When the world-wide influenza pandemic struck in 1918, Amsterdam had its share of disease and death.
The flu became more deadly in the fall of that year, near the end of World War I. From October 1918 through January 1919 there were 176 deaths in Amsterdam from flu or pneumonia, half of one percent of the city’s population.
Amsterdam had 23 cases of influenza in September and eight people had pneumonia.
In October the number of flu cases jumped to an astounding 3,386; 255 people had pneumonia. Amsterdam had 43 flu deaths in October and 77 deaths from pneumonia, which often followed the flu. Both St. Mary’s and City Hospital were filled to capacity.
Many of those who died were young adults. In the Recorder obituary report from October 19, the seven fatalities from flu and/or pneumonia ranged in age from 24 to 35.
One victim was Joseph Bryk, 25, who lived on James Street. He first caught a cold and then died from pneumonia on October 18. Bryk had come to Amsterdam three months before and met Appolonia Bogdan. They were to have been married at St. Stanislaus Roman Catholic Church on the day Bryk died.

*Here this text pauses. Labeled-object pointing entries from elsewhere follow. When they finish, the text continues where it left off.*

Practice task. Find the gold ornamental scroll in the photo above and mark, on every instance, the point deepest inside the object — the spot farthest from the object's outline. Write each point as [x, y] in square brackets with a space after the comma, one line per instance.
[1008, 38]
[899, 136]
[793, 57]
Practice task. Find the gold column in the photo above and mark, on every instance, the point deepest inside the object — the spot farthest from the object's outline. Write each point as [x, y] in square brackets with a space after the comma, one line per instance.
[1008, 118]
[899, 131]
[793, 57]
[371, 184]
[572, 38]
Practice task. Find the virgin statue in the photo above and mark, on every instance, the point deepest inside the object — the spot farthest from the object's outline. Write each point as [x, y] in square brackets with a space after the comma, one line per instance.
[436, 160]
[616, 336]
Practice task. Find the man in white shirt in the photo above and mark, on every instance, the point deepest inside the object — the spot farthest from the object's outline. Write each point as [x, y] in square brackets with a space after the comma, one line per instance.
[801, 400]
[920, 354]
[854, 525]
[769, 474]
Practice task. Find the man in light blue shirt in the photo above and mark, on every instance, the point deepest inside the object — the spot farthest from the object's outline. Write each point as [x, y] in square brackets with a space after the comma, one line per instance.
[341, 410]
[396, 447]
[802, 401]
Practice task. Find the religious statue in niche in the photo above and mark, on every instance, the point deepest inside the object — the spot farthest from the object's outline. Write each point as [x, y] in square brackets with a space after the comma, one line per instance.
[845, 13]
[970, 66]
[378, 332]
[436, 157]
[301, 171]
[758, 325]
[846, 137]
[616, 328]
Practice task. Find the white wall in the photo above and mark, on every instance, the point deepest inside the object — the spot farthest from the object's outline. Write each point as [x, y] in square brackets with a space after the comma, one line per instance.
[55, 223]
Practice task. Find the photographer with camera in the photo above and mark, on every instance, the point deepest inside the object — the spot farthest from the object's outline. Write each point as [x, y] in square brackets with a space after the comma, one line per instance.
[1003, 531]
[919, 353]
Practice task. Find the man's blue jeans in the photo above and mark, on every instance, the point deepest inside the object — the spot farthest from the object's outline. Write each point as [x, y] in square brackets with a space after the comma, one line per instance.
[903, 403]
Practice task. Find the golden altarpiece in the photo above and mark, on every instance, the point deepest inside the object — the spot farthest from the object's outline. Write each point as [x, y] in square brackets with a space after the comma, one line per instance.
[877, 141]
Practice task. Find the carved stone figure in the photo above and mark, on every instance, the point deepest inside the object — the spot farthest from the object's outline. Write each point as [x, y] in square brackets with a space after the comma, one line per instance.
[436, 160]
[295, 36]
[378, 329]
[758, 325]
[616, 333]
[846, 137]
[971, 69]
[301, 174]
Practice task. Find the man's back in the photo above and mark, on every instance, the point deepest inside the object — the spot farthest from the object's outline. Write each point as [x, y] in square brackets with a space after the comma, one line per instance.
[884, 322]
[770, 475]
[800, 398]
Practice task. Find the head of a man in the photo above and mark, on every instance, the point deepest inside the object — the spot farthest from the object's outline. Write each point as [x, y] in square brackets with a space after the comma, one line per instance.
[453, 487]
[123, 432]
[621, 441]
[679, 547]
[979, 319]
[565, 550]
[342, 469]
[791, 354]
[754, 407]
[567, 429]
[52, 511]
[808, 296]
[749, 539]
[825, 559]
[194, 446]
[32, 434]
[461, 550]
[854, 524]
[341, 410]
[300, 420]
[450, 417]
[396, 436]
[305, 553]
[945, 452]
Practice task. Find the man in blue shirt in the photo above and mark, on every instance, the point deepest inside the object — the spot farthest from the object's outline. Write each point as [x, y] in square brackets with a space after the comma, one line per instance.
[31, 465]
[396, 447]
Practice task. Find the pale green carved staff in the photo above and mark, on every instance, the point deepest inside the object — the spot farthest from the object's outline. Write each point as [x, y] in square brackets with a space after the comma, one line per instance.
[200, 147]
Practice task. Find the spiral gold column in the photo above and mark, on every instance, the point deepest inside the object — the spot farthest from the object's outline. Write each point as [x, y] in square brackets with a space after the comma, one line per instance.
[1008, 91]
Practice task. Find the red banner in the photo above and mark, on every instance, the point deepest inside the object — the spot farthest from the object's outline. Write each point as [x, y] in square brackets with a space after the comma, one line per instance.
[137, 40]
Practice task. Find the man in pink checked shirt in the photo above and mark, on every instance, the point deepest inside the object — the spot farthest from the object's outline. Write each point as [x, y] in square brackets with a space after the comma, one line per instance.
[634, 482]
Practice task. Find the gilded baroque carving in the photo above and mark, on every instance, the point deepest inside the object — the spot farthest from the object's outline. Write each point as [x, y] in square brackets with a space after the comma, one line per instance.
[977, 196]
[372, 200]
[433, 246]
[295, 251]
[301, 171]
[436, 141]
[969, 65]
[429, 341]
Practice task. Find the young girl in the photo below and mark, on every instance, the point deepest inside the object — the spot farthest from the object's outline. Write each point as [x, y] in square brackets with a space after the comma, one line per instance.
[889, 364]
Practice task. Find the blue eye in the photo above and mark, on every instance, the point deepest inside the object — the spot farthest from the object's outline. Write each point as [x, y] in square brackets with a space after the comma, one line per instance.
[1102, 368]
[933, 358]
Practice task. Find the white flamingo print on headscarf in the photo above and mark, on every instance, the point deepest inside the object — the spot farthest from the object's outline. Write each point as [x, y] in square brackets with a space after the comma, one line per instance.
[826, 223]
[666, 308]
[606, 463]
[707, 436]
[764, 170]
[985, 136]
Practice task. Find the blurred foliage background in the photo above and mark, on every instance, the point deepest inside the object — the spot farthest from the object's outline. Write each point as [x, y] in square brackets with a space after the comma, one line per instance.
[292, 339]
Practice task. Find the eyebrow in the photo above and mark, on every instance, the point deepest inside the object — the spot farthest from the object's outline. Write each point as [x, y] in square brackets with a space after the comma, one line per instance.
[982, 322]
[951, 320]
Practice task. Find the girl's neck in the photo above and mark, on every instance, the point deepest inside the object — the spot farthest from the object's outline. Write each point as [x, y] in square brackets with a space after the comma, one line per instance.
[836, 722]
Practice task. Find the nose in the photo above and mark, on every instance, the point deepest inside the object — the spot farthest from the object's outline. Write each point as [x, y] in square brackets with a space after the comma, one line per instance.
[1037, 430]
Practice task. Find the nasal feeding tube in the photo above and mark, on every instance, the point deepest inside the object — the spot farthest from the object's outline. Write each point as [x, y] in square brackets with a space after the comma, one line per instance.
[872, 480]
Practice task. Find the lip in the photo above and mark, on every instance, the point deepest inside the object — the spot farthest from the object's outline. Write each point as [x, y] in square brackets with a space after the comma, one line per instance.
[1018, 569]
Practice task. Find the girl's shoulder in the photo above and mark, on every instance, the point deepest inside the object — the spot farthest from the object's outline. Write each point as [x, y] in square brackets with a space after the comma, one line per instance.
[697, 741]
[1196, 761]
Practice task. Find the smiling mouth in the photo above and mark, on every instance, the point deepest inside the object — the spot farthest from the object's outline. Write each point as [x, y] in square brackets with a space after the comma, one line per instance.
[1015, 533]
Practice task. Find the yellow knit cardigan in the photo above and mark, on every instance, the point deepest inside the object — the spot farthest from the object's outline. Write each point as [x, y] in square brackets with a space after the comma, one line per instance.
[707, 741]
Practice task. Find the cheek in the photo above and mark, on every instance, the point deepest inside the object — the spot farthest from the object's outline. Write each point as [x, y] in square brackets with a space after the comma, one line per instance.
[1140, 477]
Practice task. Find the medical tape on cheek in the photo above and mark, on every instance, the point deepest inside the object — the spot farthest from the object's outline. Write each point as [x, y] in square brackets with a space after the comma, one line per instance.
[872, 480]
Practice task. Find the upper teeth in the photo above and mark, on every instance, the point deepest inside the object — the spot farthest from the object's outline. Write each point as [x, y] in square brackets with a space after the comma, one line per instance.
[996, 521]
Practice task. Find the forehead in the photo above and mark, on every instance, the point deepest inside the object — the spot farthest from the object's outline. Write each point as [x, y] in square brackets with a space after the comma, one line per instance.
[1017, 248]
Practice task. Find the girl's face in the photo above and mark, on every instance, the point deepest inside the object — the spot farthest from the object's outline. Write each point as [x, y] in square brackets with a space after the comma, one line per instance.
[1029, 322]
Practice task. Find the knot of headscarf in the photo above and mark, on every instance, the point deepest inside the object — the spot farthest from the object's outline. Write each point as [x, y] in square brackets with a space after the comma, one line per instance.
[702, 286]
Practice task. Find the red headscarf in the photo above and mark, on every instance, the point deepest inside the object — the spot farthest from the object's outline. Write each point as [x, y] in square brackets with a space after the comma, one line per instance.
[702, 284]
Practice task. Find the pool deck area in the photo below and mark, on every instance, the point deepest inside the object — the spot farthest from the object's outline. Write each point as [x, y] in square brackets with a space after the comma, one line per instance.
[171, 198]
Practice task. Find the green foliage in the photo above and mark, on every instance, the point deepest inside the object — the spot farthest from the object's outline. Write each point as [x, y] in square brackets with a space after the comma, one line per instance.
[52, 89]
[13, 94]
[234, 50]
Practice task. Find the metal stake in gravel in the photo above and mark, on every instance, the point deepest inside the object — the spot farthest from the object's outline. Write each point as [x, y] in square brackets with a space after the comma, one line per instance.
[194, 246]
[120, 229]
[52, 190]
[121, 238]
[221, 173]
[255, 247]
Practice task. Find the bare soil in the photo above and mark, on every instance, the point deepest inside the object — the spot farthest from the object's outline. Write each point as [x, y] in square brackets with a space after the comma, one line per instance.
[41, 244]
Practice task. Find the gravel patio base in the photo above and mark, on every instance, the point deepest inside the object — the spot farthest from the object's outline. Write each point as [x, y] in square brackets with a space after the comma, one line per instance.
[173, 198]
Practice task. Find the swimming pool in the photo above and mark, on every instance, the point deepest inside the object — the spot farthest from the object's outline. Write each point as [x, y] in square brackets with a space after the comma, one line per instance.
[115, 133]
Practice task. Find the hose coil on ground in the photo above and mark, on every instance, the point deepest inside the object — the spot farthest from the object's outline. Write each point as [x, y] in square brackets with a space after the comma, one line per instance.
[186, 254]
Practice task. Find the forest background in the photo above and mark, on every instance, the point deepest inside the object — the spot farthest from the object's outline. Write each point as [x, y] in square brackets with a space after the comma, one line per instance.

Four deaths were reported on one night in October in St. Johnsville, including baker Cleveland Spraker and one of his children. They died within 15 minutes of each other. Three children in one family died in the hamlet of Starkville in Herkimer County.
The Amsterdam Board of Health banned public assemblies. In a newspaper plea in October, Board of Health officer Dr. Horace M. Hicks requested local merchants not to send goods out of their stores for inspection by customers. Hicks feared that if the merchandise was returned to the stores, as frequently happened, the store goods could be contaminated.
In November, 191 flu cases were reported in Amsterdam; 24 had pneumonia. There were 15 deaths from flu that month and 24 from pneumonia.
The Board of Health started allowing public assemblies again in November but Dr. Hicks said in a newspaper ad, “No person who has epidemic influenza or any symptoms of the disease should be so inconsiderate of others or careless of his own life and health as to meet with any others in any public gathering.” Hicks urged parents to keep sick children out of school.
In December flu cases spiked up again to 522, pneumonia cases rose slightly to 27. The death rates in Amsterdam, however, declined. There were 13 fatalities from flu in December and two from pneumonia.
A Recorder story from December 27, 1918 reported that while epidemic conditions still prevailed, no more quarantines were contemplated.
In January 1919, Amsterdam flu cases dropped to 99; 10 people had pneumonia. There was one death from the flu and one death from pneumonia that month. Mayor Seely Conover was on hand for a Board of Health meeting where the situation was discussed in February. Internationally, the flu subsided dramatically in early 1919.
Horace Hicks was a native of Delta, New York, a settlement that was flooded in 1912 to create a reservoir, Delta Lake in Oneida County. He earned his medical degree from the Chicago Homoeopathic Medical College in Chicago in 1886. He was a major and medical officer during the Spanish American War.
Hicks continued to practice medicine in Amsterdam after the flu epidemic, representing the medical staff of St. Mary’s Hospital, for example, in a meeting with doctors from City Hospital in 1934. Hicks also wrote an article on the importance of cleanliness in fighting infectious disease for a New York State bulletin of health news.